The first set of global guidelines for veterinary dentistry
has been launched by the World Small Animal Veterinary Association to support veterinarians around the world in
improving recognition of dental disease and providing a
higher standard of dental care to patients.
The WSAVA says it hopes the guidelines will help to
bridge what it perceives as a significant gap in veterinary
education globally and to encourage a greater emphasis on
dentistry in the veterinary curriculum.
The ‘global dental guidelines’ include information and
images of oral anatomy and common pathology, as well as
best practice recommendations for oral examinations and
an ‘easily implementable’ dental health scoring system.
Evidence-based guidance on periodontal therapy,
radiology and dental extractions is also included, with
details of minimum equipment recommendations.
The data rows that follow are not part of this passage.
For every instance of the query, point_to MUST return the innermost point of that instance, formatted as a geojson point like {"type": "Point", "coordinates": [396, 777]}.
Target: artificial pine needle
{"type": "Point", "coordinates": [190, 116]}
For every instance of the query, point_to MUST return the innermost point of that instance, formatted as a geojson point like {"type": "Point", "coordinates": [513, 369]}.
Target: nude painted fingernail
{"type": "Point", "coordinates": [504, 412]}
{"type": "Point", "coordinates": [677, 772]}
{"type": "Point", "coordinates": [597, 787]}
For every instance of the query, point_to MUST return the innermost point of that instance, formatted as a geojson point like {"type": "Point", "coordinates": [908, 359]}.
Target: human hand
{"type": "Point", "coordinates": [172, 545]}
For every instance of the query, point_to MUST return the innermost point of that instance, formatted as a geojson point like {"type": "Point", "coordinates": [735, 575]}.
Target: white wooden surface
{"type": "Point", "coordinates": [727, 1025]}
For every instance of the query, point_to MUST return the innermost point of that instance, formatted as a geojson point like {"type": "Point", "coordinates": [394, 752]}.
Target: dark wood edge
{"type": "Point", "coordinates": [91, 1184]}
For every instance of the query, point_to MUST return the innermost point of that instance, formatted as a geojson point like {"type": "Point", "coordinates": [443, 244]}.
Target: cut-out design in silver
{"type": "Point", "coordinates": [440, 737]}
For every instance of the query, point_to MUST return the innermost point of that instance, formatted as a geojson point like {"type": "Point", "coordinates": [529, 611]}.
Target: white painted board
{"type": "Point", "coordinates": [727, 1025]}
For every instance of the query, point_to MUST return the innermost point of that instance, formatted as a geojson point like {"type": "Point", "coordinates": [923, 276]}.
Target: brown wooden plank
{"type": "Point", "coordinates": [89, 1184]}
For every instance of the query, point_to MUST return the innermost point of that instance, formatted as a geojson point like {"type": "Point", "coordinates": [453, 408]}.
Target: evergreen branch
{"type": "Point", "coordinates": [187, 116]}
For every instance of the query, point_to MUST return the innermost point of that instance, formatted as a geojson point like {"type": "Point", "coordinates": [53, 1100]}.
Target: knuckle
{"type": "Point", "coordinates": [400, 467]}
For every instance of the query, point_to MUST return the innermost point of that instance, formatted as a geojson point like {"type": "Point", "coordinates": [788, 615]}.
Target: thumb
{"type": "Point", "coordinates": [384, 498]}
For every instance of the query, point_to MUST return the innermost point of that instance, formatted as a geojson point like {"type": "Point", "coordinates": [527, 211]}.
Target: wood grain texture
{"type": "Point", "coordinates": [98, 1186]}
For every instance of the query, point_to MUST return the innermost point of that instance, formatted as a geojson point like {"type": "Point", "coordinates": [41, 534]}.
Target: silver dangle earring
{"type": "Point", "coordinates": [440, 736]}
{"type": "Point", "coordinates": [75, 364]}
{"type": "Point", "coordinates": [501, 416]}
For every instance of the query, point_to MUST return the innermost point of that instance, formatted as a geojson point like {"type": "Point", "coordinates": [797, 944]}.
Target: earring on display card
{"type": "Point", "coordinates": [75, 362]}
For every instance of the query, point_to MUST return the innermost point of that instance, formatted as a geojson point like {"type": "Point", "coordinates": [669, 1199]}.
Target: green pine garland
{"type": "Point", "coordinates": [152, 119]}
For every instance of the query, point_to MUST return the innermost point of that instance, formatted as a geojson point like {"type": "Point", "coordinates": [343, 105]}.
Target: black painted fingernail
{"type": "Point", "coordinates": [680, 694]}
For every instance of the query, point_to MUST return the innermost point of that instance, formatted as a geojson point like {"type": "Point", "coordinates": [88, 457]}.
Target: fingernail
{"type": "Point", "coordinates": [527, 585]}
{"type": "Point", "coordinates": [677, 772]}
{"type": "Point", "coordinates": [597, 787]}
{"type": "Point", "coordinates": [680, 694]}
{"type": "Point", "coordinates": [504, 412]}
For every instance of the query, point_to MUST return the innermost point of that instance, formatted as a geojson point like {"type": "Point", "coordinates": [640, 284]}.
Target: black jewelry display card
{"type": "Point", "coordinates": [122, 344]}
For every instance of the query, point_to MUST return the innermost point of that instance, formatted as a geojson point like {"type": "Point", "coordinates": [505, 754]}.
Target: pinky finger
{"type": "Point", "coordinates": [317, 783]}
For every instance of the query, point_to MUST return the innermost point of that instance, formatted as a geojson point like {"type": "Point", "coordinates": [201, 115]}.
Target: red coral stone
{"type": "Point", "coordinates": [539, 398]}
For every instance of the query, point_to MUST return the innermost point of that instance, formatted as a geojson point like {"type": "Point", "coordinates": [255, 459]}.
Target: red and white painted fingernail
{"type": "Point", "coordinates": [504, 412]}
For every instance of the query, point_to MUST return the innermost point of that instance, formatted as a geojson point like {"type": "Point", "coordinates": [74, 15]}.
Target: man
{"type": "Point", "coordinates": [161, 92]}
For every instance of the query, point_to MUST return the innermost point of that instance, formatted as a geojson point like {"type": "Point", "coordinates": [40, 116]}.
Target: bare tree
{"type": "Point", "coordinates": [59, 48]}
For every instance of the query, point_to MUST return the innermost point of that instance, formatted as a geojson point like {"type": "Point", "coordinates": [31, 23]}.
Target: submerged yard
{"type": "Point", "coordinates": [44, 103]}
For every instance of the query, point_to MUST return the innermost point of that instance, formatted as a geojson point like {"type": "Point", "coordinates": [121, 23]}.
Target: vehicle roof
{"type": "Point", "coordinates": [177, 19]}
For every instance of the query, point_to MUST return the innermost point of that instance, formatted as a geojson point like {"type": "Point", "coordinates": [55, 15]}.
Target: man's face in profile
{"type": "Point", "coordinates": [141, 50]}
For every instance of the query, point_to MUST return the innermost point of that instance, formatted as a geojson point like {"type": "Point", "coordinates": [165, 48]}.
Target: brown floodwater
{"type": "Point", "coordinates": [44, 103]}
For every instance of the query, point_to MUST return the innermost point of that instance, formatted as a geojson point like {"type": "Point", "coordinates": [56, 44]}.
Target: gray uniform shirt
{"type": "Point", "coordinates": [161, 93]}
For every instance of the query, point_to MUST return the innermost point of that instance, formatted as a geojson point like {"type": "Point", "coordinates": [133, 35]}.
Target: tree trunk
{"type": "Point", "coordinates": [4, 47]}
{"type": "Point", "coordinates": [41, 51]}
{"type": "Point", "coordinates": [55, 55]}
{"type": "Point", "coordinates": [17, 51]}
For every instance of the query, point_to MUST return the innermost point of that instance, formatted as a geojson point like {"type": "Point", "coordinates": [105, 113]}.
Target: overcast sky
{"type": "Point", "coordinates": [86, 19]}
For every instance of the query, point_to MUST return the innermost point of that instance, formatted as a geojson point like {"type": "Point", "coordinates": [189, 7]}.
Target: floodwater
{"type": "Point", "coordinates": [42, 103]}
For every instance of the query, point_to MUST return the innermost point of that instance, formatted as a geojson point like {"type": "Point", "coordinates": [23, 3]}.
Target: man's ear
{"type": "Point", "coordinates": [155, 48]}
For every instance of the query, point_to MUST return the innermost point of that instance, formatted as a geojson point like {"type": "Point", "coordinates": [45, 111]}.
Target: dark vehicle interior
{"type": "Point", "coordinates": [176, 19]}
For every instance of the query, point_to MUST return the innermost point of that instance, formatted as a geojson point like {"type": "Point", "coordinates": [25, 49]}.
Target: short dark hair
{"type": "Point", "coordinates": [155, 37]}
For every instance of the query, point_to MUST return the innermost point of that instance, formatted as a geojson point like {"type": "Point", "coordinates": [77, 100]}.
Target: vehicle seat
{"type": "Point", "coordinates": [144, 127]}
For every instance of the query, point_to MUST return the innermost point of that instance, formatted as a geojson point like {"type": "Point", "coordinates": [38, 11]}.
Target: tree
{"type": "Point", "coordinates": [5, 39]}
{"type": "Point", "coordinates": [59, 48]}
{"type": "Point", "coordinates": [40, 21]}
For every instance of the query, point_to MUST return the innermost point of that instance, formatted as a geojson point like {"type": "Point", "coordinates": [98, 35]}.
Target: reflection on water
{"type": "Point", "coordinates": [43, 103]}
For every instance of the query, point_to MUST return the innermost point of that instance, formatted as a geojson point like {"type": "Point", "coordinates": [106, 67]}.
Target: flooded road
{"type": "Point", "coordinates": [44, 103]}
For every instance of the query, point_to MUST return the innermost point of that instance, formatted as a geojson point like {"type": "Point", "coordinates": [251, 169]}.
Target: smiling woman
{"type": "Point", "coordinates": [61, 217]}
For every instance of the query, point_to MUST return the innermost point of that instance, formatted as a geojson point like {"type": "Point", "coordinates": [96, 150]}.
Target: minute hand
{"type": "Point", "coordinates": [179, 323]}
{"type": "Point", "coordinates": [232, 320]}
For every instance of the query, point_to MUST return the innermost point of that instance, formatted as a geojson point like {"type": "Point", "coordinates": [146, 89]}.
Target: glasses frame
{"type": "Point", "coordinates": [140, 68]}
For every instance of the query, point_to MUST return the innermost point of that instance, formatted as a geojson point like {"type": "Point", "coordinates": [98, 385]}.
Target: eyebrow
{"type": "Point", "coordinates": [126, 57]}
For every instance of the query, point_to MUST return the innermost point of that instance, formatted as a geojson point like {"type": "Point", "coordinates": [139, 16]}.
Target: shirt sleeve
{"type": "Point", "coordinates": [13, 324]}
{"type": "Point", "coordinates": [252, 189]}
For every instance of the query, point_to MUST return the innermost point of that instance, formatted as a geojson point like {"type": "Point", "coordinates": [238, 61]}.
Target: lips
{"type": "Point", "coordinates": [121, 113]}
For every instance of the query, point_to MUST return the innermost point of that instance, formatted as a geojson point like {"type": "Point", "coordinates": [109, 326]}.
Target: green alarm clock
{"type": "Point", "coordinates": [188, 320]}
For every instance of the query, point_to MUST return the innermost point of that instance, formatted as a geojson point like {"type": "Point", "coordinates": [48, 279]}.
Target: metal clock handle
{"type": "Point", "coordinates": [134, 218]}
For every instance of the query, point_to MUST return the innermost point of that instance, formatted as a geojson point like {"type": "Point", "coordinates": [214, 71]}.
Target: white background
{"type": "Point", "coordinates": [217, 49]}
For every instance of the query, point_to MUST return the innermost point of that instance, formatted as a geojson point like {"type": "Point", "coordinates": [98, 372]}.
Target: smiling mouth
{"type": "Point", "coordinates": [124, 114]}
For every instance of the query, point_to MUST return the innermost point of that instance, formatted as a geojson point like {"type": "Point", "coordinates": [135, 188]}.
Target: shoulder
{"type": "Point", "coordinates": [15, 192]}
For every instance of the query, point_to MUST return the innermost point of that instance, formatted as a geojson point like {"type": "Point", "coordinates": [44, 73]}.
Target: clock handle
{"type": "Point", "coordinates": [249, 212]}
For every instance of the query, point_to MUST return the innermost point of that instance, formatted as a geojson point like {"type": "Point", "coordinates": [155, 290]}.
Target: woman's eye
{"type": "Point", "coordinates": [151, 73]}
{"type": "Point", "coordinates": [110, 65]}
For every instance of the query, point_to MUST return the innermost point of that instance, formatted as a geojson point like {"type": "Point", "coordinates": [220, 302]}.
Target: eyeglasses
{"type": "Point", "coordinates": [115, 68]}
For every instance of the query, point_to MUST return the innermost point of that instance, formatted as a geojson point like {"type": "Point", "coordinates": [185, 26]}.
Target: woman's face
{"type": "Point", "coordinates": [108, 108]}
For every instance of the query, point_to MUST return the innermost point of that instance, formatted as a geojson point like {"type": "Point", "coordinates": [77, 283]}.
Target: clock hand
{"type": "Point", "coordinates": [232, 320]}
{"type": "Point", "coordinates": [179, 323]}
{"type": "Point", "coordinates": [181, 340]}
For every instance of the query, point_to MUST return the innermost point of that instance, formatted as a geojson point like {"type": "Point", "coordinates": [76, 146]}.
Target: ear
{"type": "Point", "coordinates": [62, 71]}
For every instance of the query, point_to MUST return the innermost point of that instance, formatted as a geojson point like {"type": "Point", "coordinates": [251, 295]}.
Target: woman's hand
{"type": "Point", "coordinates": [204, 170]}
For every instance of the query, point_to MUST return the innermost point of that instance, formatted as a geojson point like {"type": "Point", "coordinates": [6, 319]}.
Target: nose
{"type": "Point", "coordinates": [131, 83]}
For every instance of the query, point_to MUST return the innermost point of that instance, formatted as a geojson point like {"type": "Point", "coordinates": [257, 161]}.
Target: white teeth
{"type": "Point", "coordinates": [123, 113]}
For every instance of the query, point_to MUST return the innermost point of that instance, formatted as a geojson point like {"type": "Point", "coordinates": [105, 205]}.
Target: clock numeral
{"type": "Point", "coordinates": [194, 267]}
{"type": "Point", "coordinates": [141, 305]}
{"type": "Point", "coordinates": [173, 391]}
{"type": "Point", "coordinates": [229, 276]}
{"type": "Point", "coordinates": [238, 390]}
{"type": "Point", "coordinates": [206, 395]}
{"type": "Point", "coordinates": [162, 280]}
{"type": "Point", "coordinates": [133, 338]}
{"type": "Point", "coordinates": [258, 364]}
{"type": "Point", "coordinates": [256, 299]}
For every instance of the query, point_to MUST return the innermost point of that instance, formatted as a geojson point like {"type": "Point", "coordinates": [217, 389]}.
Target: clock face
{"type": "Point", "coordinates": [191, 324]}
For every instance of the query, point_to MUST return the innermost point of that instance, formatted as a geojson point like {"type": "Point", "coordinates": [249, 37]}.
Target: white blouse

A
key theme is the WSAVA’s rejection of anaesthesia-free
dentistry, which it describes as ineffective and a cause of
unnecessary stress and suffering to patients.
Dr Brook Niemiec, a board-certified specialist in veterinary dentistry of the American and European
Veterinary Dental Colleges and a fellow of the Academy of
Veterinary Dentistry, said: “Dental, oral and maxillofacial
diseases are, by far, the most common medical conditions
in small animal veterinary medicine.
“They cause significant pain, as well as localised and
potentially systemic infection but, because pets rarely show
outward signs of disease, treatment is often delayed or not
performed with a corresponding impact on the welfare of
the patient. In developing the global dental guidelines, we
felt that the lack of perception of patient pain was a key
“Our committee members were also unanimous in their
opposition to anaesthesia-free dentistry. We believe that
anaesthesia is essential for the execution of any useful
dental procedure and this is a central recommendation of
the guidelines. To support it, we have provided a detailed
analysis of anaesthesia and pain management approaches.”